It's been a rough month for retailer Target (TGT 0.92%). The stock has been down almost 40%, primarily due to its recent earnings report. The company is dealing with surging costs related to freight, supply-chain troubles, and increased wages and headcount. The market is volatile right now, so investors are scared and not giving companies the benefit of the doubt.
But this might be shortsighted, and Target's recent decline could be an excellent opportunity for patient investors to buy the dip. Here's why it makes sense.
Taking a closer look at earnings
Target's second-quarter 2022 earnings report tells two tales. First, the company saw a tremendous hit to its profits. Operating income, the profits from running the company's day-to-day operations, fell 43% year over year to $1.3 billion.
Management cited a shift in customer spending away from discretionary products, leading to higher-than-anticipated markdowns. In other words, rising gas and food prices are squeezing wallets, leaving less money for things people want but don't need. Additionally, the company is working through rising costs on freight, supply-chain disruptions, and increased wages for workers.
A dramatic decline in operating profits is understandably shocking to investors, but don't let it distract you from the rest of the quarter. For example, Target is still attracting shoppers; the company beat analysts' revenue estimates for the quarter. Comparable store sales grew 3.3% year over year in Q2 2022, and digital sales grew more than 260%, signaling solid momentum in Target's strategic plan to expand its e-commerce business.
Management will need to improve profitability in future quarters. Still, long-term investors should like the company's continued sales and e-commerce growth amid this backdrop of a weakened consumer.
Strong, long-term fundamentals
Past results don't guarantee future success, but they can give investors a sense of management's track record. Target has been around the block once or twice; the stock itself is a Dividend King, meaning management has paid and raised its dividend for 50 consecutive years.
This streak spans several recessions and other times of turmoil in the country, so the company has shown an ability to endure short-term pain caused by the economy.
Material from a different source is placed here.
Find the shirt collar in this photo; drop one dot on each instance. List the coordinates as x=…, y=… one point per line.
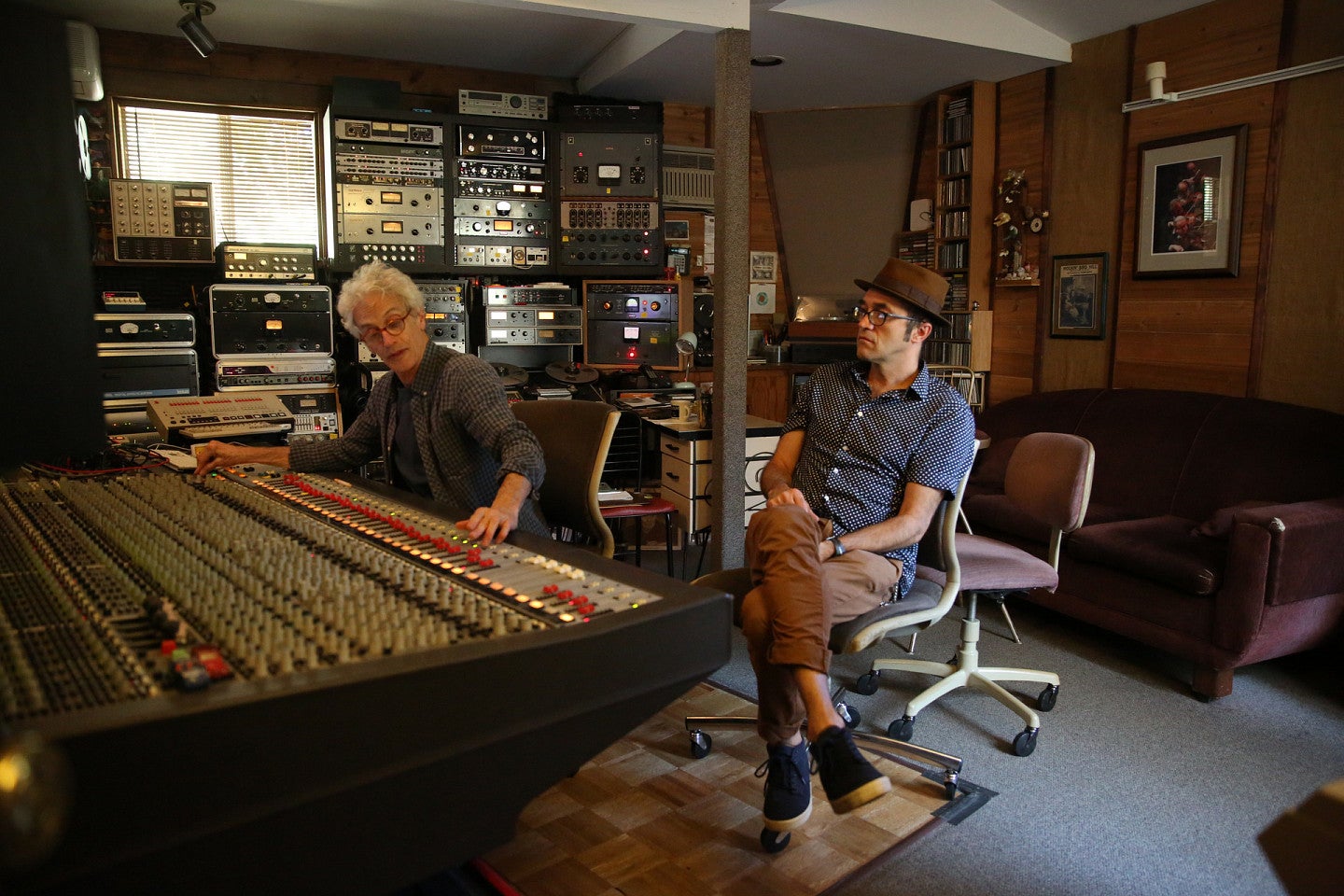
x=918, y=387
Looking more specifically at Target's financials, the company sits on nearly $6 billion in cash and short-term investments. It has also generated $5 billion in free cash flow over the past four quarters, so while profits are taking a hit right now, Target is still flush with cash. The company will likely be just fine through all of the current market commotion.
The stock is attractively priced
Scared investors can sometimes act without logic, which plays into the hands of Mr. Market. Investors are running away from this long-term winner due to the company's short-term headaches. The stock now trades at a price-to-earnings ratio of just 10, well below its decade-long median P/E of almost 15.
But perhaps the funny thing is that the shares are arguably even cheaper than that level, because the hit on Target's earnings is inflating the P/E ratio. Earnings per share (EPS) for Q2 2022 were $2.16, down 48% from $4.17 last year!
Again, revenue was strong, so assuming that profitability bounces back as these challenges pass, EPS will bounce back too. Higher EPS means a lower P/E ratio, so saying Target has become a bargain could be an understatement.